February 28, 2011
Intelligent and articulate, they are doing well in school. Responsible and respectful, they are role models for their peers and younger siblings. They are members of the Prairie Middle School Brotherhood, an affinity group for African American boys.
On Feb. 14, seven members of the Brotherhood spoke to more than 100 parents and school administrators at the Parents’ Council monthly meeting. They talked about the difference the Brotherhood has made in their lives.
“Some people think the Brotherhood is just hanging out and eating pizza, but it’s so much more than that,” said Evan Bennett, a seventh-grader. “It has saved me from a path of suspension and expulsion.”
“The Brotherhood is people who have my back and guide me through my challenges,” said Keishun Taylor, also a seventh-grader.
“The Brotherhood has shown me other ways of solving problems,” said sixth-grader Kobe Wright. “I’m more responsible now.”
During monthly Brotherhood meetings, the boys and adult volunteers discuss their history and heritage, cultural awareness, the influences of pop culture, and what it means to be a black man in America today.
“We redefine masculinity,” said David Reed, an African American parent and businessman who volunteers with the Brotherhood and African American Leadership Councils at Prairie and at Eastridge Community Elementary. He says his time with the boys is “non-negotiable,” an iron-clad commitment. “We emphasize character, academics and leadership, and we strive for that character piece first. We show them that being cool is being of character.”
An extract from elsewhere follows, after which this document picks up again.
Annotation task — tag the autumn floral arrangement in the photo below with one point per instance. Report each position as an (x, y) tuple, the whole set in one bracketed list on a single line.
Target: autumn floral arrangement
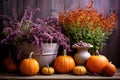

The group also supports the young men’s ambitions and aspirations, which include going to colleges ranging from Ohio State to Harvard and pursuing careers in everything from the NFL to technical engineering to law.
The Brotherhood is just one of the ways Prairie Middle School is working to close the achievement gap and raise the achievement of all students. The school uses culturally-relevant instruction, proven academic programs, and affinity groups for both African American and Hispanic students and parents, as well as programs and activities that bring all students and families together.